Sub. $u = 1+e^{-x}(1+x)$

$du = e^{-x}(1 - 1 - x ) dx = - xe^{-x} dx$

The integral

$= - \int \frac{e^{-x}(1+x)}{(1+e^{-x}(1+x) )^2} ( -xe^{-x}~dx)$

$= - \int \frac{ u-1}{u^2}~du$

$= - \ln|u| - \frac{1}{u} + C$

$= - \ln| 1+e^{-x}(1+x)| - \frac{e^x }{1+x+e^x} + C$

$= x - \ln|1+x+e^x| - \frac{e^x}{1+x+e^x} + C$

EDIT: Surely , they differ by a constant $\frac{x+1}{1+x+e^x} - ( - \frac{e^x}{1+x+e^x} ) = \frac{1+x+e^x}{1+x+e^x} = 1$
• Dec 26th 2010, 09:36 PM
Random Variable
Unless $\frac{x+1}{1+x+e^{x}}$ and $-\frac{e^{x}}{1+x+e^{x}}$ differ by a constant, something is wrong with your solution.

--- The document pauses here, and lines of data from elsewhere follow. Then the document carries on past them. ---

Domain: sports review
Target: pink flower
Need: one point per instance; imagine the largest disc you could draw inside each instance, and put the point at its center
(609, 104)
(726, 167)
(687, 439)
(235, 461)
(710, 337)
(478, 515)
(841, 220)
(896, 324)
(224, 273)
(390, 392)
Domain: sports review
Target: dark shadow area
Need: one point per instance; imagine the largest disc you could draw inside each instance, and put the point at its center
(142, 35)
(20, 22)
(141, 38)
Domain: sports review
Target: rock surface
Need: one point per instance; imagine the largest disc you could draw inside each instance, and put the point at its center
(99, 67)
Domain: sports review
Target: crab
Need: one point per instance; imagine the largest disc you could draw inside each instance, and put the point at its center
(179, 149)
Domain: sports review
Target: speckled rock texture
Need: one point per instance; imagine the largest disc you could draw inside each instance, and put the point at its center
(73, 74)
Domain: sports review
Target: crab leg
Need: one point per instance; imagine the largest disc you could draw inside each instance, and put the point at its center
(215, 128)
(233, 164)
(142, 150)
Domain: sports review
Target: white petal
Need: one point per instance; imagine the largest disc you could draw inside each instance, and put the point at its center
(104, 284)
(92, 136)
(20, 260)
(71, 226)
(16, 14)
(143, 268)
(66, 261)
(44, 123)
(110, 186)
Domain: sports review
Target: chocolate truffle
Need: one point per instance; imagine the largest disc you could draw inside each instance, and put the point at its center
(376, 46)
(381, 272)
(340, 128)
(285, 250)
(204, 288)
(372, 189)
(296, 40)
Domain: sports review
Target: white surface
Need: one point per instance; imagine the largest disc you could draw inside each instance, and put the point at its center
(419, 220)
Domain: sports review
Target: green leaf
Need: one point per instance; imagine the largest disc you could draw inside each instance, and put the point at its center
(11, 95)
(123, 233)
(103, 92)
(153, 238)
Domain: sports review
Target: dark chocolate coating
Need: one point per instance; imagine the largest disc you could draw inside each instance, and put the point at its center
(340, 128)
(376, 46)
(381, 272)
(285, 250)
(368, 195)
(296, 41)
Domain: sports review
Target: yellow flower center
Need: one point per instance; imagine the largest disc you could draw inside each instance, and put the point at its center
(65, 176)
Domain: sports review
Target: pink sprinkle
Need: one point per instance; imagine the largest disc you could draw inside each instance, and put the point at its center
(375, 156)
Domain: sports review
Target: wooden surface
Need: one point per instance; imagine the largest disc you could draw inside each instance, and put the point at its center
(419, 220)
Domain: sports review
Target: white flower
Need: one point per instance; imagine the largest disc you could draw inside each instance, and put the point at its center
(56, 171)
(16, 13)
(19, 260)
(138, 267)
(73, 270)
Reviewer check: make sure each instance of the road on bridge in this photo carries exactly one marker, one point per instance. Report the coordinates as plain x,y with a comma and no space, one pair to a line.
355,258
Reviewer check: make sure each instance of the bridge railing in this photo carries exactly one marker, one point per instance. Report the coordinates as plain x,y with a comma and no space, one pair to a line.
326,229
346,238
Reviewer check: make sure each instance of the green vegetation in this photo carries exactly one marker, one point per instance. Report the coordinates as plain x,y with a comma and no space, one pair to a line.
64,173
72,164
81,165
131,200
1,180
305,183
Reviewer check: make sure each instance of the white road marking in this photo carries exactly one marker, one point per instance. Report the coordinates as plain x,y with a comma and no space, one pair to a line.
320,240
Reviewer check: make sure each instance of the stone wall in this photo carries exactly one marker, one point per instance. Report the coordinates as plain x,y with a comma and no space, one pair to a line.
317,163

Perhaps the way you rewrote the integrand.
• Dec 26th 2010, 10:01 PM
TheCoffeeMachine
Quote:

Originally Posted by Random Variable
Unless $\frac{x+1}{1+x+e^{x}}$ and $-\frac{e^{x}}{1+x+e^{x}}$ differ by a constant, something is wrong with your solution. Perhaps the way you rewrote the integrand.

$\displaystyle \left(\frac{x+1}{1+x+e^{x}}\right)' = -\frac{xe^x}{(x+e^x+1)^2} = \left(-\frac{e^{x}}{1+x+e^{x}}\right)'$, so they do differ by a constant.